TURNER – Carolyn Dewey, missionary to Kenya, Africa, shared her work with the Turner Village Church on March 20.

Dewey has been serving in Kijabe for six years, teaching at the Rift Valley Academy perched at 7,500 feet on the edge of an escarpment overlooking the Great Rift Valley. The word Kijabe means “Maasai,” meaning “place of the winds,” an appropriate name given the strong winds which develop towards the end of the day. The school was established in 1906 and serves 500 missionary children.

Dewey left a teaching career at Westfield High School in Massachusetts after 25 years of teaching.

The Turner Village Missions board members, John Towle, Nancy Sirois, Jane Fortin and Jane Richardson, presented Dewey with vegetable and flower seeds along with medical supplies.

Medical supplies were donated by Androscoggin Home Care and Hospice in Lewiston and vegetable and flower seeds from Maine’s Worldwide Missions Outreach Inc. of Turner.

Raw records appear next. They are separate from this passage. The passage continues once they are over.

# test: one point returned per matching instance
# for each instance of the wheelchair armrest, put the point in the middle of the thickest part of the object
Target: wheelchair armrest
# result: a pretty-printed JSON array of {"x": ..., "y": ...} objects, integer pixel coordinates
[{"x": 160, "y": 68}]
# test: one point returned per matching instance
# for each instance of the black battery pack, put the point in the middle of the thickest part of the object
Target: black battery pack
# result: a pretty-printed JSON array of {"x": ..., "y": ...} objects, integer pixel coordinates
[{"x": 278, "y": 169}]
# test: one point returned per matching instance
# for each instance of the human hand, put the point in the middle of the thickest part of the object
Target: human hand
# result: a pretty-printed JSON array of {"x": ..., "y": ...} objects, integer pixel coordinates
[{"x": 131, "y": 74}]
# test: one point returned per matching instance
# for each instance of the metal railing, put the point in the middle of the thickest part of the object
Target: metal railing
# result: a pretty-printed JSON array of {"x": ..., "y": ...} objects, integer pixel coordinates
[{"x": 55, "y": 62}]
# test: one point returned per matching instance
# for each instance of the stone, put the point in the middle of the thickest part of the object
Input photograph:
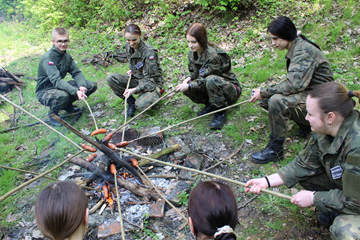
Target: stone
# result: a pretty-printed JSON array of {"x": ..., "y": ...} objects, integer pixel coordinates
[
  {"x": 175, "y": 189},
  {"x": 194, "y": 161},
  {"x": 157, "y": 209},
  {"x": 182, "y": 152},
  {"x": 109, "y": 228}
]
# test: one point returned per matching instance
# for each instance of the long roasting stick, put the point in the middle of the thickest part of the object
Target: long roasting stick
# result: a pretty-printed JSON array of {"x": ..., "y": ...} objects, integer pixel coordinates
[
  {"x": 125, "y": 118},
  {"x": 3, "y": 197},
  {"x": 207, "y": 174},
  {"x": 192, "y": 119},
  {"x": 41, "y": 121}
]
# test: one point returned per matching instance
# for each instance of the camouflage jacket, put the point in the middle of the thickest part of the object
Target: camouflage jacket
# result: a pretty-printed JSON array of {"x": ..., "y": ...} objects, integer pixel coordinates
[
  {"x": 53, "y": 67},
  {"x": 307, "y": 67},
  {"x": 212, "y": 61},
  {"x": 321, "y": 155},
  {"x": 145, "y": 67}
]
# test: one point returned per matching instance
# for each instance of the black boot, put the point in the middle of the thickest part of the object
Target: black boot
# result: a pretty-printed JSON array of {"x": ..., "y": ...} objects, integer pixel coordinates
[
  {"x": 53, "y": 122},
  {"x": 327, "y": 218},
  {"x": 71, "y": 109},
  {"x": 304, "y": 131},
  {"x": 131, "y": 107},
  {"x": 208, "y": 108},
  {"x": 271, "y": 153},
  {"x": 218, "y": 120}
]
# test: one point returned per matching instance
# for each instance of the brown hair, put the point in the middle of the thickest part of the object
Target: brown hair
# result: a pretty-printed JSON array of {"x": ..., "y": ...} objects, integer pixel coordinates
[
  {"x": 198, "y": 31},
  {"x": 212, "y": 205},
  {"x": 133, "y": 29},
  {"x": 60, "y": 209},
  {"x": 333, "y": 97},
  {"x": 59, "y": 31}
]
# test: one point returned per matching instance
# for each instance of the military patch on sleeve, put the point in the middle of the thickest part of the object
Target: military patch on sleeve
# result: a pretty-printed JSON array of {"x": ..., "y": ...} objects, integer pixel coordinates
[
  {"x": 336, "y": 172},
  {"x": 139, "y": 65}
]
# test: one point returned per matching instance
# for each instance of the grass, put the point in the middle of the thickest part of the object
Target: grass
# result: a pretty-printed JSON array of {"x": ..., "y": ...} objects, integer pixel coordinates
[{"x": 23, "y": 46}]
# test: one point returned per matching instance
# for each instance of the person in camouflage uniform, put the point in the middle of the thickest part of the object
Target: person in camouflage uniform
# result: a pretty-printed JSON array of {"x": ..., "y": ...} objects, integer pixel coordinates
[
  {"x": 329, "y": 165},
  {"x": 51, "y": 89},
  {"x": 145, "y": 72},
  {"x": 210, "y": 80},
  {"x": 307, "y": 68}
]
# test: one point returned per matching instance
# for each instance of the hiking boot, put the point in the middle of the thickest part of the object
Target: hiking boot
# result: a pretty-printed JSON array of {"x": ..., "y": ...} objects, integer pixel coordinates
[
  {"x": 273, "y": 151},
  {"x": 327, "y": 219},
  {"x": 131, "y": 107},
  {"x": 304, "y": 131},
  {"x": 71, "y": 109},
  {"x": 53, "y": 122},
  {"x": 218, "y": 120},
  {"x": 208, "y": 108}
]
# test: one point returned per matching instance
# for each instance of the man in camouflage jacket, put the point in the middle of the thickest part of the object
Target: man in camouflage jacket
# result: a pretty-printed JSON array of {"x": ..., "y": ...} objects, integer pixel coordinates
[
  {"x": 212, "y": 82},
  {"x": 307, "y": 67},
  {"x": 146, "y": 77},
  {"x": 51, "y": 89},
  {"x": 331, "y": 167}
]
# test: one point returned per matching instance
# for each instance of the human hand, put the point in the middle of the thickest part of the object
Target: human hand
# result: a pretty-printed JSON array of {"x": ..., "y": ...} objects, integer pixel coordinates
[
  {"x": 256, "y": 185},
  {"x": 129, "y": 92},
  {"x": 183, "y": 87},
  {"x": 256, "y": 95},
  {"x": 302, "y": 198},
  {"x": 81, "y": 95},
  {"x": 83, "y": 89}
]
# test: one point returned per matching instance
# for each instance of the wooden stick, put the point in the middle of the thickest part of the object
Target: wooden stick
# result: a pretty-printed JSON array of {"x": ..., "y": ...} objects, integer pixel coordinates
[
  {"x": 132, "y": 119},
  {"x": 91, "y": 113},
  {"x": 55, "y": 179},
  {"x": 41, "y": 121},
  {"x": 162, "y": 195},
  {"x": 119, "y": 208},
  {"x": 207, "y": 114},
  {"x": 35, "y": 123},
  {"x": 3, "y": 197},
  {"x": 207, "y": 174},
  {"x": 125, "y": 101}
]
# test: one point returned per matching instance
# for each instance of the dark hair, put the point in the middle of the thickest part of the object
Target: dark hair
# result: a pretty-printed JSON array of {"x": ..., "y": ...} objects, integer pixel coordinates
[
  {"x": 284, "y": 28},
  {"x": 333, "y": 97},
  {"x": 198, "y": 31},
  {"x": 212, "y": 205},
  {"x": 133, "y": 29},
  {"x": 60, "y": 209}
]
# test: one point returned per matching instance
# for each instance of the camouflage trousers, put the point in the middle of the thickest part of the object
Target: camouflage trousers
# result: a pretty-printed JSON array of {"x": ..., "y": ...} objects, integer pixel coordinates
[
  {"x": 345, "y": 226},
  {"x": 281, "y": 107},
  {"x": 118, "y": 83},
  {"x": 58, "y": 99},
  {"x": 216, "y": 91}
]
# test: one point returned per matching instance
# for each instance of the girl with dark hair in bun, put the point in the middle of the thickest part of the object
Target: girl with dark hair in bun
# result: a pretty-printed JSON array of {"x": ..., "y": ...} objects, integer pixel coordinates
[
  {"x": 145, "y": 71},
  {"x": 210, "y": 80},
  {"x": 61, "y": 211},
  {"x": 307, "y": 68},
  {"x": 212, "y": 211},
  {"x": 329, "y": 165}
]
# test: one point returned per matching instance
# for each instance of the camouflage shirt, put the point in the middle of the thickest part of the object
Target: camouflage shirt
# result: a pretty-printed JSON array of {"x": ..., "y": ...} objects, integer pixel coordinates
[
  {"x": 323, "y": 153},
  {"x": 53, "y": 67},
  {"x": 307, "y": 67},
  {"x": 212, "y": 61},
  {"x": 145, "y": 67}
]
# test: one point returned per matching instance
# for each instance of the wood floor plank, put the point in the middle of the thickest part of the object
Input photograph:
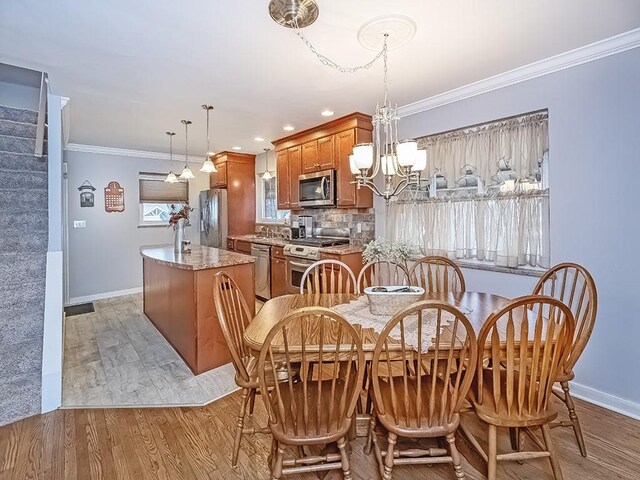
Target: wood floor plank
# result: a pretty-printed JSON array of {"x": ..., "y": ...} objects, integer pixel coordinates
[{"x": 195, "y": 443}]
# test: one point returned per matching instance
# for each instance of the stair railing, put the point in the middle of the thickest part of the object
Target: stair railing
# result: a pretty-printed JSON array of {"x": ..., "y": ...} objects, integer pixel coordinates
[{"x": 42, "y": 115}]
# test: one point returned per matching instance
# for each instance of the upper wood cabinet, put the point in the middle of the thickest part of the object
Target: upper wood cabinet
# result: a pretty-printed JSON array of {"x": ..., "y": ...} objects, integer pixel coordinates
[
  {"x": 283, "y": 179},
  {"x": 325, "y": 147},
  {"x": 237, "y": 174},
  {"x": 295, "y": 166}
]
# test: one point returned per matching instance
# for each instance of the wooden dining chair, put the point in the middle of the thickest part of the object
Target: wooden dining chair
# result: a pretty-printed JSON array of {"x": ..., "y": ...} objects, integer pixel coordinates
[
  {"x": 328, "y": 276},
  {"x": 573, "y": 285},
  {"x": 522, "y": 350},
  {"x": 234, "y": 316},
  {"x": 438, "y": 275},
  {"x": 382, "y": 273},
  {"x": 308, "y": 407},
  {"x": 424, "y": 399}
]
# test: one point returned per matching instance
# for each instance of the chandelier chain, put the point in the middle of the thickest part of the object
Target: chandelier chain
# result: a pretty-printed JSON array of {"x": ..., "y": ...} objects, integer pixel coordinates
[{"x": 330, "y": 63}]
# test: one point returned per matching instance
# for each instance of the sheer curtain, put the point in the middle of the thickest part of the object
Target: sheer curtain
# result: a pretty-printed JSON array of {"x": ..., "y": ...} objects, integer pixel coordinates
[{"x": 509, "y": 229}]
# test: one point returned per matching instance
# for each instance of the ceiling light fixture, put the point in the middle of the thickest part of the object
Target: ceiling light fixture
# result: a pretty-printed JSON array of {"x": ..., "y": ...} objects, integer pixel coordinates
[
  {"x": 186, "y": 171},
  {"x": 171, "y": 178},
  {"x": 400, "y": 161},
  {"x": 266, "y": 175},
  {"x": 208, "y": 166}
]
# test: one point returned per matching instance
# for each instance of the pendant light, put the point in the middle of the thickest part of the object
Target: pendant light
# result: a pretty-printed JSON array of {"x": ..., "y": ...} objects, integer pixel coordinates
[
  {"x": 208, "y": 166},
  {"x": 266, "y": 175},
  {"x": 186, "y": 171},
  {"x": 171, "y": 178}
]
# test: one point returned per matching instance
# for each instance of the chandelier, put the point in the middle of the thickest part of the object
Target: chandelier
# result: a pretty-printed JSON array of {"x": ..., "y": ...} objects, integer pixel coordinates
[{"x": 401, "y": 162}]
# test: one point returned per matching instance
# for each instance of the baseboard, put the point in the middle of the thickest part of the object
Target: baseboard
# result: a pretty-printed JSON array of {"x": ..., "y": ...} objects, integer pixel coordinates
[
  {"x": 101, "y": 296},
  {"x": 606, "y": 400}
]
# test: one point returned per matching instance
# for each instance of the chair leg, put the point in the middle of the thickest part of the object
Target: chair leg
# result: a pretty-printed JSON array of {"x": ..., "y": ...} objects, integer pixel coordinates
[
  {"x": 372, "y": 431},
  {"x": 344, "y": 456},
  {"x": 548, "y": 441},
  {"x": 577, "y": 430},
  {"x": 239, "y": 426},
  {"x": 277, "y": 466},
  {"x": 455, "y": 456},
  {"x": 492, "y": 454},
  {"x": 252, "y": 400},
  {"x": 388, "y": 459}
]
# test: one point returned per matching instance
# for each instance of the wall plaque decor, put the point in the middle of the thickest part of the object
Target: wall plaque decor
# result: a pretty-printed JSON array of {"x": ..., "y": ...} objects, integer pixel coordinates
[
  {"x": 114, "y": 197},
  {"x": 86, "y": 194}
]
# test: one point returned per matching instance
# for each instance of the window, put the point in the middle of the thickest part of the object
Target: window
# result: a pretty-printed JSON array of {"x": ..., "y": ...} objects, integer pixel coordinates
[
  {"x": 157, "y": 197},
  {"x": 267, "y": 201},
  {"x": 487, "y": 198}
]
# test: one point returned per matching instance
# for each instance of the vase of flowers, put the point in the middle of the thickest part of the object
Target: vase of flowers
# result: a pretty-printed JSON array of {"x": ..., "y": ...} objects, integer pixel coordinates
[{"x": 179, "y": 220}]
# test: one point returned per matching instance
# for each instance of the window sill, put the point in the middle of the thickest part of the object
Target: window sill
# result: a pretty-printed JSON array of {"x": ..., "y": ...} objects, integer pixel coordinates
[
  {"x": 154, "y": 226},
  {"x": 525, "y": 270}
]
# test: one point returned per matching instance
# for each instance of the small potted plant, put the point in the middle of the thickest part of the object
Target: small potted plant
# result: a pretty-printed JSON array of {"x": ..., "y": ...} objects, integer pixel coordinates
[{"x": 178, "y": 219}]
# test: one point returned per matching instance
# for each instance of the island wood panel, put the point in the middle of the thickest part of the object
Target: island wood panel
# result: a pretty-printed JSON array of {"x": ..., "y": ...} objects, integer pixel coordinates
[{"x": 179, "y": 302}]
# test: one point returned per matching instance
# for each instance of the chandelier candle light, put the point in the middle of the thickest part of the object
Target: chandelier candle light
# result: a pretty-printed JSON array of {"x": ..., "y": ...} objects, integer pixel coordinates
[
  {"x": 208, "y": 166},
  {"x": 171, "y": 178},
  {"x": 186, "y": 171}
]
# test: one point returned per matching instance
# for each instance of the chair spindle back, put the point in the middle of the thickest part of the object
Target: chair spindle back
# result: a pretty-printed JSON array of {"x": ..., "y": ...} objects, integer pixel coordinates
[
  {"x": 328, "y": 276},
  {"x": 382, "y": 273},
  {"x": 321, "y": 354},
  {"x": 432, "y": 384},
  {"x": 234, "y": 316},
  {"x": 523, "y": 348},
  {"x": 573, "y": 285}
]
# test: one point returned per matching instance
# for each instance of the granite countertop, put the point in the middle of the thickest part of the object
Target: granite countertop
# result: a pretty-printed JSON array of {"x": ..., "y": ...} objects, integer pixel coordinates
[
  {"x": 200, "y": 258},
  {"x": 281, "y": 242}
]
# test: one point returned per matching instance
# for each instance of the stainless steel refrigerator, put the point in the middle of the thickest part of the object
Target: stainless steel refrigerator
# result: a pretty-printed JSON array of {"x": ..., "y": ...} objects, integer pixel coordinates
[{"x": 213, "y": 218}]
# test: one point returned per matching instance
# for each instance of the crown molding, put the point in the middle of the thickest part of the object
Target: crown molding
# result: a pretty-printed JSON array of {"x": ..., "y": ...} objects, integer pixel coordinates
[
  {"x": 588, "y": 53},
  {"x": 123, "y": 152}
]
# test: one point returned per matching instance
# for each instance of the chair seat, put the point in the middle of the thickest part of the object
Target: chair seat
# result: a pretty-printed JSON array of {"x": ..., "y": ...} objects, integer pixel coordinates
[
  {"x": 292, "y": 430},
  {"x": 407, "y": 421},
  {"x": 500, "y": 415}
]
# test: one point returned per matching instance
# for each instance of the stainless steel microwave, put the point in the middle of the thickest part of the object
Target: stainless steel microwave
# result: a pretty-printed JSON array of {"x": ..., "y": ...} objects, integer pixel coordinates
[{"x": 317, "y": 189}]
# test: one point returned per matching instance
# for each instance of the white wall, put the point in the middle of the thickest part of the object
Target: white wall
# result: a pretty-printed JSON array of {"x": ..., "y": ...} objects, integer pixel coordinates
[
  {"x": 594, "y": 170},
  {"x": 104, "y": 257}
]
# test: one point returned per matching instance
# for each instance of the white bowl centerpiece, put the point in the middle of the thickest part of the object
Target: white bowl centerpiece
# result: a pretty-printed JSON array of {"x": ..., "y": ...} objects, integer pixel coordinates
[{"x": 391, "y": 299}]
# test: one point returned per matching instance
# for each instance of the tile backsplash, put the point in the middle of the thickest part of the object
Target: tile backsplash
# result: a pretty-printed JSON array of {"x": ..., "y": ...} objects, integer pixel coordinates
[
  {"x": 337, "y": 218},
  {"x": 344, "y": 218}
]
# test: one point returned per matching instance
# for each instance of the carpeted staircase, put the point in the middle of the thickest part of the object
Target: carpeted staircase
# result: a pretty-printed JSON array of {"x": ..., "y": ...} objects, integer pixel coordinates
[{"x": 23, "y": 256}]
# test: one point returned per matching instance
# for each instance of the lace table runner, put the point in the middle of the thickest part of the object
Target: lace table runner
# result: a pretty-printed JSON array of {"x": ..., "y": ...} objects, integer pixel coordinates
[{"x": 357, "y": 311}]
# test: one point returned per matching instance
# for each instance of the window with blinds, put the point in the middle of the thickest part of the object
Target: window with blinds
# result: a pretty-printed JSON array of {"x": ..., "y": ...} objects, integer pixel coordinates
[{"x": 157, "y": 197}]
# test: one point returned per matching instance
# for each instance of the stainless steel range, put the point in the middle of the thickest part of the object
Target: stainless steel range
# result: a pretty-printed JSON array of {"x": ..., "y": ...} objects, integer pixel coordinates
[{"x": 303, "y": 252}]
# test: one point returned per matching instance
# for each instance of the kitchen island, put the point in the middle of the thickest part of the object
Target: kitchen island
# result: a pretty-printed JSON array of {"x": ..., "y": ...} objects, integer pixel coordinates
[{"x": 178, "y": 299}]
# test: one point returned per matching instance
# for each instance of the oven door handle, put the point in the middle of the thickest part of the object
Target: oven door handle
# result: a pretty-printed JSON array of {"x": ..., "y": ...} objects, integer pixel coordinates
[{"x": 301, "y": 265}]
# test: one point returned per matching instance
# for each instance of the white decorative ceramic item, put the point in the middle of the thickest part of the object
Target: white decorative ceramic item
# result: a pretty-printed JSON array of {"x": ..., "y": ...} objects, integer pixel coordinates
[{"x": 392, "y": 301}]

The missions outreach serves as co-ordinator for the local hospitals and health care facilities throughout the state and equips and provides missionaries and missions teams with medical and other aid to humanitarian and church groups around the country of all faiths and ethnic background.

The outreach efforts of the Turner Village Church are spearheaded by Pastor Nate Colson and are intended to accomplish the mission’s committee goals of providing humanitarian, educational, agricultural and medical needs at home and around the globe.